Von Beatrix Bursig

Hamburg

In einer Ecke auf dem Flur des Altenheimes sitzen zwei Frauen zusammen: Hedwig Kiekbusch und Gisela Bartlewski. Seit etwa zwei Jahren sehen sie sich regelmäßig. Früher haben sich die beiden immer in dem Zimmer getroffen, das Hedwig Kiekbusch mit einer anderen Heimbewohnerin geteilt hat. Aber dann konnte Hedwig Kiekbusch nicht mehr laufen, jetzt sitzt die 91jährige im Rollstuhl. Aus dem Doppelzimmer wurde sie in ein Dreibettzimmer verlegt. Das liegt näher am Aufenthaltsraum.
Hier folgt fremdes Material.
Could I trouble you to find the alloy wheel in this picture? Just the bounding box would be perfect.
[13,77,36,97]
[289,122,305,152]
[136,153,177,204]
Für das Pflegepersonal ist das Zimmer schneller zu erreichen, aber ungestört ist Frau Kiekbusch nun nie mehr. Immer ist auch eine der anderen Frauen im Raum. Also suchen sie und Gisela Bartlewski ein bißchen Intimität in einer Ecke auf dem Flur. Die hat den Charme öffentlicher Einrichtungen: Ein Tisch steht da, in der Vase Plastikblumen. Mit Besuchern scheint man hier nicht wirklich zu rechnen, denn es gibt nur einen Sessel – und einen Küchenstuhl.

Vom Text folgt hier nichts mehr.